The transcripts of a phone call between Uribe (AUV) and one of his assistants, Fabian Rojas, was released by public news program Noticias Uno on Sunday.
In the transcript, Uribe tells Rojas on April 23 to “discredit the testimony” of Pablo Hernan Sierra, one of the surviving members of the Bloque Metro paramilitary group who has testified that Uribe and his brother Santiago founded this death squad.
“The testimony obtained by Mr. Diego Cadena is against this gentleman, President,” Rojas responded.
Cadena, a mafia lawyer and Uribe’s fixer, has been caught on tape coercing witnesses multiple times and was accused of bribing “Victor,” a former paramilitary fighter who was expected to testify in favor of Uribe.
The court document additionally said that Rojas and Cadena talked frequently and that in one of the conversations, Uribe’s assistant allegedly made it clear that the former president is aware of the activity of the fixer.
To add to the evidence indicating Uribe’s leading role in the fraud and bribery practices, Noticias Uno additionally released the audio of a wiretap in which Cadena asks Uribe permission to seek judicial benefits for a witness.
Diego Cadena: It’s a review action in court because the gentleman has a 44-year sentence for kidnapping, what I can do…
Alvaro Uribe: “Ah no, a legal remedy must be pursued.”
According to Noticias Uno, this conversation refers to Juan Guillermo Monsalve, the son of the former caretaker of the Uribe family’s Guacharacas estate who confirmed Sierra’s claim Uribe’s co-founded the death squad.
The testimony of Cadena, one of the key figures in Uribe’s alleged fraud and bribery practices, was adjourned on Friday “allegedly for being one of the most extensive,” the news program reported.
The recordings released by Noticias Uno confirmed claims by a source close to the investigation, who told newspaper El Espectador that Cadena always “reported back” to Uribe about his alleged attempts to manipulate witnesses like Monsalve and Victor while he was being wiretapped.

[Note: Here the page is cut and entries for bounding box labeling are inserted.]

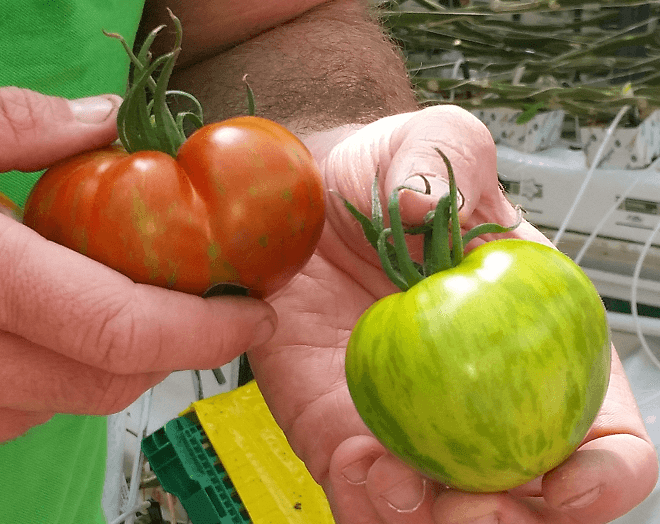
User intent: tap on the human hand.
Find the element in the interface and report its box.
[0,87,276,442]
[249,107,657,524]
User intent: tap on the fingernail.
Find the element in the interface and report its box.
[403,174,449,196]
[341,456,376,484]
[561,485,602,509]
[69,96,118,124]
[381,477,426,513]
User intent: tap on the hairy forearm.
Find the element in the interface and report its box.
[172,0,417,134]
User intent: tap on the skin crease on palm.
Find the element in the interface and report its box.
[250,107,657,524]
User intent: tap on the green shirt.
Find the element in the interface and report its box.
[0,0,144,524]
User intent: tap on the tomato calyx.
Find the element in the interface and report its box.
[103,9,204,157]
[340,148,522,291]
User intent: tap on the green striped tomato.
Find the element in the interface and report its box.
[346,239,611,492]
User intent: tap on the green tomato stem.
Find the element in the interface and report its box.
[104,9,203,157]
[335,149,522,291]
[378,228,410,291]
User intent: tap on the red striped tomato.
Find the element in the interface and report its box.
[346,239,611,492]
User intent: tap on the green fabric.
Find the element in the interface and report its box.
[0,415,107,524]
[0,0,143,524]
[0,0,144,207]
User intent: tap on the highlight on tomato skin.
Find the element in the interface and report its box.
[344,150,612,492]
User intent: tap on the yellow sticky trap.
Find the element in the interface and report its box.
[181,381,335,524]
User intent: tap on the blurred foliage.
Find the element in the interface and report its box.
[378,0,660,125]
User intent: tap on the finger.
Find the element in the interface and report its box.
[383,106,499,225]
[0,215,276,374]
[543,434,658,524]
[367,453,437,524]
[0,333,168,415]
[0,408,54,443]
[324,435,389,524]
[0,87,121,172]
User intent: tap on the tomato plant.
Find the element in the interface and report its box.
[24,10,325,297]
[346,150,611,492]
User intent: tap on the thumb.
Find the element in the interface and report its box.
[0,87,121,172]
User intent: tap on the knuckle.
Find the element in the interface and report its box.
[0,87,49,144]
[77,293,163,375]
[0,216,36,333]
[80,301,139,374]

The reported flipping of Victor and the apparent instructions to manipulate the witnesses tying him to the death squad that left 4,000 victims in his home province Antioquia increasingly indicate how much trouble Uribe is in.
Other previously released evidence indicate that, instead of backing down, the former president stepped up his attempts to manipulate witnesses, not even to defend himself against the fraud and bribery charges, but to prevent the case from adding evidence about his allegedly criminal career.
The court opened the criminal investigation after Uribe filed bogus criminal charges against Ivan Cepeda, claiming the opposition senator had been tampering witnessed, and the court found evidence it was the other way around..
The first evidence of the Uribe family’s to organized crime surged in 1984 when the Uribe family helicopter was found in Tranquilandia, one of the cocaine factories of the Medellin Cartel.
Despite mounting evidence of his allegedly criminal ties to the Ochoa crime Family, who founded the Medellin Cartel with slain drug lord Pablo Escobar, Uribe has evaded court for 35 years.
The ongoing trial, however, appears to end this stroke of luck as Uribe will go into history as the first president facing criminal charges before the Supreme court.